Please don't do that. That thread is specifically about access control between users, not about every odd vaguely sharing-related feature you might want.

[itskagee]

Oh, I might have misunderstood its purpose then.
My apologies!

Although the comment I made there was regarding the sharing related access control conundrum I've been having. So it should be appropriate.

We can keep this discussion for the email access and the sharing UX suggestions.

[saineela]

just use cloudflare zero trust with google login

[itskagee]

Yes, that is a possibility, but I think people here are looking for something integrated within Immich.
And it still doesn't solve the landing page issue that was mentioned in a comment above.
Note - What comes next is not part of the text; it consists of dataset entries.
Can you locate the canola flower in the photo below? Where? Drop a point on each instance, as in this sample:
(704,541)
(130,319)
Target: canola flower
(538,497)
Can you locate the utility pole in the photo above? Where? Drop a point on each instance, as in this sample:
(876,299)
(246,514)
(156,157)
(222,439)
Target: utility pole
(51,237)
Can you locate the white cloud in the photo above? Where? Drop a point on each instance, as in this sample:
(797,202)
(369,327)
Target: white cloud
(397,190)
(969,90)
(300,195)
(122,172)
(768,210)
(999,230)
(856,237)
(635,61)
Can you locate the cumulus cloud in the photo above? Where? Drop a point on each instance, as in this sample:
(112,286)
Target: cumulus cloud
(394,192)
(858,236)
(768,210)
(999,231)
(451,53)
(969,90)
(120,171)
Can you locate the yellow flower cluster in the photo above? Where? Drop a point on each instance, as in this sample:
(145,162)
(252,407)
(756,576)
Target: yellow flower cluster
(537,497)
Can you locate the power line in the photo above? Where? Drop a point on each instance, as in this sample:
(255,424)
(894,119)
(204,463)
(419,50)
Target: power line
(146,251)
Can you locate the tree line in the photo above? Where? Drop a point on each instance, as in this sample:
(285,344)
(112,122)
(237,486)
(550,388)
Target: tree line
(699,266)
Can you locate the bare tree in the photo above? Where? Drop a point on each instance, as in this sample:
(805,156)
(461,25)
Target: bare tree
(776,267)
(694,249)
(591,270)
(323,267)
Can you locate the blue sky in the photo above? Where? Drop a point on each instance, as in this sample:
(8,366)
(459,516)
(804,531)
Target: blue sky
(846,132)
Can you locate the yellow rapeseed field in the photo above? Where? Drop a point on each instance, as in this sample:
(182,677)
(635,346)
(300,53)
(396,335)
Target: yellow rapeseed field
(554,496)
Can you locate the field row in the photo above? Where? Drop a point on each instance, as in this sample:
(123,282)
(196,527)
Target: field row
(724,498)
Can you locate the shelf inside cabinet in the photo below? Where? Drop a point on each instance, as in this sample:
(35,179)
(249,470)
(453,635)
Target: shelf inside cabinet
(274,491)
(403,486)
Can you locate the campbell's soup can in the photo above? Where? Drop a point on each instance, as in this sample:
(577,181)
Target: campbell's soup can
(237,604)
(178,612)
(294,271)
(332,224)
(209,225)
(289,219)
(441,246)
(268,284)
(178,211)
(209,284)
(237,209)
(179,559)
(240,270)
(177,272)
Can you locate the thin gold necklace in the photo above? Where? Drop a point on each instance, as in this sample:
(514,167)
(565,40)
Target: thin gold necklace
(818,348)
There's also the issue of restricting user's access to shared albums only and stop them from uploading to their private space (although this is more appropriate for #12614 so I've since put a comment there).

When I started this discussion, my intention was to cover this last point, but since then, two additional things have come up, and one of my problems has been solved by 0GB accounts (view-only accounts).

So to summarize, I think this discussion now focuses on these two things:

• Link Sharing UX, as per this comment: [Feature] Enhancements to Sharing UX and Authentication #15842 (reply in thread)
• External Email Authentication integrated within Immich. This comment lists one way of doing it: [Feature] Enhancements to Sharing UX and Authentication #15842 (comment)

While the user access thing moves to #12614 and the read-only accounts thing is solved.